Here is a different way.

We have

$f(x+y) = f(x) f(y) - g(x) g(y)$

Differentiate wrt $y$

$f'(x+y) = f(x)f'(y) - g(x) g'(y)$ , put $y = 0$.

$f'(x) = -g(x) g'(0)$

Similarly we get

$g'(x) = f(x) g'(0)$

Thus $f(x)f'(x) + g(x)g'(x) = 0$

Thus the function $f^{2}(x) + g^{2}(x)$ is constant, as it's derivative is zero.

Now

$f(0) = f^2(0) - g^{2}(0)$

and

$g(0) = 2f(0)g(0)$

Squaring and adding both we get

$f^{2}(0) + g^{2}(0) = (f^{2}(0) + g^{2}(0))^2$

Now if $f^{2}(0) + g^{2}(0) = 0$ then because $f^{2}(x) + g^{2}(x)$ is a constant, we get $f(x) = 0$ which implies $f$ is constant.

Thus $f^{2}(0) + g^{2}(0) = 1$ and hence $f^{2}(x) + g^{2}(x) = 1$

Since KennyTM posted a very elegant proof I will post an uncreative one that requires no thought to produce.

First write out all the obvious identities that come from the information told:

• $f(x + y) = f(x)f(y) - g(x)g(y)$

• $f(x) = f(x)f(0) - g(x)g(0)$

• $f(0) = f(0)f(0) - g(0)g(0)$

• $g(x + y) = f(x)g(y) + g(x)f(y)$

• $g(x) = f(x)g(0) + g(x)f(0)$

• $g(0) = f(0)g(0) + g(0)f(0)$

• $Df(x + c) = Df(x)f(c) - Dg(x)g(c)$

• $Dg(x + c) = Df(x)g(c) + Dg(x)f(c)$

• $Df(0) = 0 = Df(0)f(0) - Dg(0)g(0) = -Dg(0)g(0)$

• $Dg(0) = Df(0)g(0) + Dg(0)f(0) = Dg(0)f(0)$

The $Df(0)$ equation tells us that $Dg(0) = 0 \lor g(0) = 0$ Since we don't want $Dg(0) = 0$ lets discharge that automatically now by proving it contradictory: It would imply that $Dg(0 + c) = Df(0)g(c) + Dg(0)f(c) = 0$ so $g(x)$ would be a constant but that is not allowed.

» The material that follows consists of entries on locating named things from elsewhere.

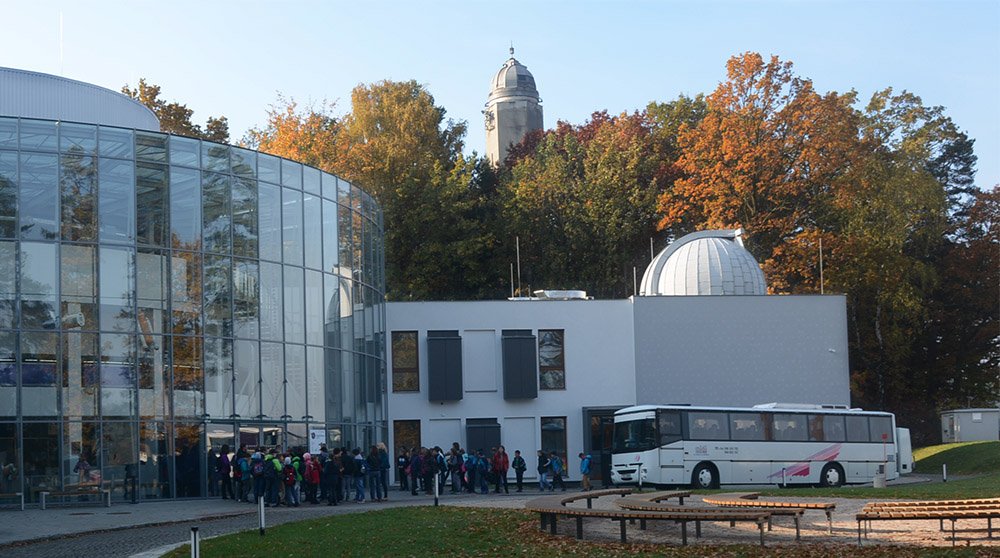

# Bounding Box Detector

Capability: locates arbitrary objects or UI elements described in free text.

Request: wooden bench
[38,485,111,510]
[0,492,24,511]
[525,491,770,546]
[855,504,1000,546]
[701,492,837,540]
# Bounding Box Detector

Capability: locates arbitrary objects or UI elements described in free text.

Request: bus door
[656,410,688,484]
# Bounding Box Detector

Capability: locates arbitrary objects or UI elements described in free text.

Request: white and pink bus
[611,403,913,488]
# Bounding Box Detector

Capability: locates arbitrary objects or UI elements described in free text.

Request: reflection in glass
[258,183,281,262]
[97,159,135,243]
[172,336,205,418]
[233,259,260,339]
[101,333,137,418]
[100,246,135,332]
[284,266,305,343]
[20,242,59,329]
[281,188,302,265]
[170,252,201,335]
[60,244,99,331]
[170,168,201,250]
[204,256,233,337]
[260,342,285,418]
[233,340,260,418]
[0,151,17,238]
[135,163,170,248]
[233,178,257,258]
[201,172,232,254]
[260,262,285,341]
[18,153,59,240]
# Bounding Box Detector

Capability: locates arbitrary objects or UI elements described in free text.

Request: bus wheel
[691,463,719,490]
[819,463,844,488]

We have seen that $g(0) = 0$ and now we update the identifies with this information, and that tells us is that $f(0) = 1$. We cannot determine the value of $Dg(0)$ so just call it some constant $k$. Now it is easy to recognize that we have a simple ODE problem that could be solved symbolically by a calculator or by taking eigenvalues/vectors of the matrix that defines the system. Giving the solutions $\sin(kx)$ & $\cos(kx)$.